Styrofoam products and single-use plastic utensils and containers will be banned in San Marcos under an ordinance introduced by the City Council on Tuesday.
The new prohibition would be phased in over two years beginning next summer and is intended to reduce litter on local land and in the ocean and to reduce the amount of waste placed in landfills. San Marcos is the latest city to adopt such a ban, with Vista approving its ordinance last June. Similar bans have been adopted in Encinitas, Del Mar, Imperial Beach, San Diego and Solana Beach.
City Council members unanimously supported the proposed ordinance, which requires a second reading at a future meeting to be adopted.
The first phase of the prohibition would begin next July and would ban the sale, distribution and use of plastic, disposable utensils such as straws, forks, spoons, knives, stir sticks or anything used to eat food. The ban would apply to city facilities, city events and to food providers such as restaurants, drive-thru eateries, convenience stores, grocery stores, delis, supermarkets, farmers markets and food trucks.
Food providers will be allowed to provide disposable utensils that are non-plastic and either recyclable or compostable, meaning they are made of fiber-based material that will break down into compost. The items would be provided upon request by a customer or at self-serve stations.

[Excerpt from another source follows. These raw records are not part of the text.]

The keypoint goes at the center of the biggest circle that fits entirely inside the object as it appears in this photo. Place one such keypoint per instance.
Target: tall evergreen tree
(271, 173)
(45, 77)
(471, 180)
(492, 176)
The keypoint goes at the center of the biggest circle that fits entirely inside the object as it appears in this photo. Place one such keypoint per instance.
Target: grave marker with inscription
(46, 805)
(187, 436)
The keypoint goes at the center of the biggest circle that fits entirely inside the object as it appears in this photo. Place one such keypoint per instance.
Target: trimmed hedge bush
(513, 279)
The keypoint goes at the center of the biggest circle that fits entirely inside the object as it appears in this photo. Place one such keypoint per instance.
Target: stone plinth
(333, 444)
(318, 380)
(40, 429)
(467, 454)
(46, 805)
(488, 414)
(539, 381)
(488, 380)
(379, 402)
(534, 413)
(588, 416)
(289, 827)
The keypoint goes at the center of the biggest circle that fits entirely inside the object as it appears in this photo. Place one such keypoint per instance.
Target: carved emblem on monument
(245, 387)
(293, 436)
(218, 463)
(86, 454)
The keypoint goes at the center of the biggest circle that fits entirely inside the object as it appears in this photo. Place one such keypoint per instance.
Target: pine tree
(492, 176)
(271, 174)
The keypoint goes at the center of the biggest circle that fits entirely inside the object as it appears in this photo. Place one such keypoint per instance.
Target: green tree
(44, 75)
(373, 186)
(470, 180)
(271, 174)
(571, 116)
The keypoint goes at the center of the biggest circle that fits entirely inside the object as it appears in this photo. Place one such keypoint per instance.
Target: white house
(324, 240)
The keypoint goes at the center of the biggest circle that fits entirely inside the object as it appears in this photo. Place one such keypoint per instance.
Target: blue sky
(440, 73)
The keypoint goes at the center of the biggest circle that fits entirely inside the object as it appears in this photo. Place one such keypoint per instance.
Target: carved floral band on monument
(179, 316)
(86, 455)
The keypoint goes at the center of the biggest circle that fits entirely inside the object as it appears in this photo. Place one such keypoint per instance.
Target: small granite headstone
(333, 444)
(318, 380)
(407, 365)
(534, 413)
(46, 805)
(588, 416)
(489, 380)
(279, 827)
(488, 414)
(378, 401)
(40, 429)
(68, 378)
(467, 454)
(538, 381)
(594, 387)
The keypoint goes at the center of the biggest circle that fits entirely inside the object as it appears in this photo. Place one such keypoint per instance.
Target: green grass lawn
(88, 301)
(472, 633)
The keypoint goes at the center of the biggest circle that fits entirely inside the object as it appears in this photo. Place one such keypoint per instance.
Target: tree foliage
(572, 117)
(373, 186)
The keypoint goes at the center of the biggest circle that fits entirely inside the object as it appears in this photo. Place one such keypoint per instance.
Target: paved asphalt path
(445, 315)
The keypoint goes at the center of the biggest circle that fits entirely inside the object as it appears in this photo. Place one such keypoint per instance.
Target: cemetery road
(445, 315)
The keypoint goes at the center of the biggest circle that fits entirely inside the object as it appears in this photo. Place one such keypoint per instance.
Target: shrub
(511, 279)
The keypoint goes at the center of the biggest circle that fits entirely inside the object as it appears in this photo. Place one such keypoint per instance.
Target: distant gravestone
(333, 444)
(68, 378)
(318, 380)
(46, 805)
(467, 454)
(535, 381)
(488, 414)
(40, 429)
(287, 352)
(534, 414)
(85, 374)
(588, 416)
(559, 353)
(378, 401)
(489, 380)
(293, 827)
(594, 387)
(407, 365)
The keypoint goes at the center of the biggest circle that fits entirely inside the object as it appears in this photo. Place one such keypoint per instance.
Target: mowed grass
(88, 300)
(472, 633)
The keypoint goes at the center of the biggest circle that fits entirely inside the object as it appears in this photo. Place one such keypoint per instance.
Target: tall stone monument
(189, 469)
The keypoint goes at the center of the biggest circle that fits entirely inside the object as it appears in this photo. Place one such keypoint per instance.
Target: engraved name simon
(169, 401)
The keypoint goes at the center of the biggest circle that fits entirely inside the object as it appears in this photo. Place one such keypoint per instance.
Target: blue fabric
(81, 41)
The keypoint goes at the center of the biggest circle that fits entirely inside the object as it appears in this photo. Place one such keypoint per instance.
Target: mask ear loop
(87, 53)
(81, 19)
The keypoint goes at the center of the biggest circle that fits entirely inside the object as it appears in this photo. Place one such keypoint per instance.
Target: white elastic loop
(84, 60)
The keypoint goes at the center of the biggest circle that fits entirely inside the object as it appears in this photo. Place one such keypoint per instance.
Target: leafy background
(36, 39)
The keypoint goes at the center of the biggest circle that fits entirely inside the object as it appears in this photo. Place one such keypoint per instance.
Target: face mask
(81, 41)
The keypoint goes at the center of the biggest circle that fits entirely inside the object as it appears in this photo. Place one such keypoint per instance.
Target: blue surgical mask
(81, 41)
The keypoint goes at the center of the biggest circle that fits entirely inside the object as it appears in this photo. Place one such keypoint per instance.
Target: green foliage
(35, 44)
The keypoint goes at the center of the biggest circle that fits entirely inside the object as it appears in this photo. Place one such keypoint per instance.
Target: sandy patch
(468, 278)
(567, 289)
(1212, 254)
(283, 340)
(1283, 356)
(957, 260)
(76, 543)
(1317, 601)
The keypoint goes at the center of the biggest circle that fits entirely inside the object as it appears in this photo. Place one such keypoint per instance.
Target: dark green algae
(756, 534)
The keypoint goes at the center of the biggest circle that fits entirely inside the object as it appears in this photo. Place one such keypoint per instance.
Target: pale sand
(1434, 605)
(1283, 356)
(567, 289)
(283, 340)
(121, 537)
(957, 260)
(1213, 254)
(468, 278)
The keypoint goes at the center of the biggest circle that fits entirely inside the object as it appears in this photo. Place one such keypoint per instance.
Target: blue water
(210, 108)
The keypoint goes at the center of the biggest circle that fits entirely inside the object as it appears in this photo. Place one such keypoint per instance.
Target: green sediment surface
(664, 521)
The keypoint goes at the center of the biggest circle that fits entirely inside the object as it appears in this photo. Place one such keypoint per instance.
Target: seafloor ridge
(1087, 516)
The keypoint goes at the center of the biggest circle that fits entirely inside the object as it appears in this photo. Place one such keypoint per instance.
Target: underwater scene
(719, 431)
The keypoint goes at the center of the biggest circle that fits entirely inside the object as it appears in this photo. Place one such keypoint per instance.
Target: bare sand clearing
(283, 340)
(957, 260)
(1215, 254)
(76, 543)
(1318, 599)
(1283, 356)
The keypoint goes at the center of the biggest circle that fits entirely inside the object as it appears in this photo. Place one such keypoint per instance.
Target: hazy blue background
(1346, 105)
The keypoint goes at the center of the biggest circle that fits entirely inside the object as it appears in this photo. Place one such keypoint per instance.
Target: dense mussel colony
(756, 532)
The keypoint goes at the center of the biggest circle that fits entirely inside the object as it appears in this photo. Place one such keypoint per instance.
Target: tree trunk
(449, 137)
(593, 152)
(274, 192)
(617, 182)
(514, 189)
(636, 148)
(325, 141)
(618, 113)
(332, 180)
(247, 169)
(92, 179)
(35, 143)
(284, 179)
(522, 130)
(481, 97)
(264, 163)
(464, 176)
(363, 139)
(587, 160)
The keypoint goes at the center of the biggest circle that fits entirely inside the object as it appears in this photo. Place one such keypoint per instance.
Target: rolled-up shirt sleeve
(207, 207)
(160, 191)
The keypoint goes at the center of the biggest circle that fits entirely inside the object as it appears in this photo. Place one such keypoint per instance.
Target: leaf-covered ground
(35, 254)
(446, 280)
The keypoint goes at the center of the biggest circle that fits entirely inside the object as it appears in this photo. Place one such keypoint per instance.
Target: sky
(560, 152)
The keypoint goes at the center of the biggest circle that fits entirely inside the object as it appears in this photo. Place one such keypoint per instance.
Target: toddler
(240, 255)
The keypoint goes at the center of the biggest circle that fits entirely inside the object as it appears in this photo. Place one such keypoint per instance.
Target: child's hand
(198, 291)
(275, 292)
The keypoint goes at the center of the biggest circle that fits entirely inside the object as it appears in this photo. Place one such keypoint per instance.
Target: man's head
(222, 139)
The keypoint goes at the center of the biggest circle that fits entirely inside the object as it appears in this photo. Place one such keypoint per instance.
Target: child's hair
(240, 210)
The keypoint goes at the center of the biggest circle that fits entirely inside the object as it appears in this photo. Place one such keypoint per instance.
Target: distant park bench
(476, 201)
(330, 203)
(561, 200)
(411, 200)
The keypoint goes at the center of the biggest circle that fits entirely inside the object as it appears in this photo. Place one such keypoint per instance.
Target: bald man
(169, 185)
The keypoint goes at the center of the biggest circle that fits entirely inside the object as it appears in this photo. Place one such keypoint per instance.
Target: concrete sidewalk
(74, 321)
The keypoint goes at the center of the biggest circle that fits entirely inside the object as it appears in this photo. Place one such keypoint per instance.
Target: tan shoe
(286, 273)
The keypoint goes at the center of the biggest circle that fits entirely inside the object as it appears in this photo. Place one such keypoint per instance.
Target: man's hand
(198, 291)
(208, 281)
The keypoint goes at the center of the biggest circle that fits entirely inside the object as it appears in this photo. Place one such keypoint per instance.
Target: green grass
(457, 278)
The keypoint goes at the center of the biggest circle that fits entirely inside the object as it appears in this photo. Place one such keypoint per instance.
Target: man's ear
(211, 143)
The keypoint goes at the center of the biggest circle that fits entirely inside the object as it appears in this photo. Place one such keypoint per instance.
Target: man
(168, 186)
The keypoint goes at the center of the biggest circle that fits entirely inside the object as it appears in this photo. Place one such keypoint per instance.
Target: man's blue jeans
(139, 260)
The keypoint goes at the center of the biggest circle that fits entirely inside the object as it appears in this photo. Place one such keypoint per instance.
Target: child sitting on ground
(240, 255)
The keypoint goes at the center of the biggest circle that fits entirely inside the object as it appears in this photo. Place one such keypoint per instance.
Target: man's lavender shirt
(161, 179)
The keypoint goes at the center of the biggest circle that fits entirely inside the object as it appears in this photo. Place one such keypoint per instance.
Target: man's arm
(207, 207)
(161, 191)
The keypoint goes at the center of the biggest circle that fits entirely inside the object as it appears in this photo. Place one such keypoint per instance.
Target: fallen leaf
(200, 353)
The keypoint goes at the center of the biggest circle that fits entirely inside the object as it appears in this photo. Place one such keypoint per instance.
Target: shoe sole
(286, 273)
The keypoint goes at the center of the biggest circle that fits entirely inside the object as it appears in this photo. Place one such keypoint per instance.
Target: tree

San Marcos management analyst Sean Harris said the July date was picked because research by city staff members found businesses would need about six months to exhaust their supplies of products that will be banned and to find alternative products either from a new supplier or their current one.
Beginning July 2023, the prohibition would include the sale, distribution and use of plastic, disposable food service ware such as plates, cups, bowls, wrappers or anything used to carry or hold food.
The third phase would begin January 2024 and would prohibit materials made with expanded polystyrene, often referred to as EPS or the brand name Styrofoam.
Harris said this phase would create the most financial strain on businesses because Styrofoam products are inexpensive. Setting the ban more than two years away will give businesses time to shift away from the products, and the city will help with the transition, Harris said.
Enforcement of the ordinance would begin with a fine of up to $100 for the first violation, a fine up to $200 for a second violation and a fine up to $500 for each addition violation.
Several speakers, including representatives of the Surfrider Foundation and the Sierra Club, spoke in favor of the ordinance at the meeting. No one spoke against it, and San Marcos Chamber of Commerce President and CEO Rick Rungaitis said the chamber had no position but would work in an educational role to help businesses.
City Councilman Randy Walton said he had received about 100 emails in support of the ordinance and recalled helping in a beach clean-up about a month ago.
“What we were left with was a gigantic pile of single-use throw-away plastic that probably was the size of that podium,” he said. “But for our efforts, all of that plastic would have ended up in our drains, on our trails, on our beaches and in our ocean.”
Walton said they did not find many plastic bags, which he credited to changes in policies and behavior that had reduced the use of the items, which he found encouraging as the city adopts the new ban.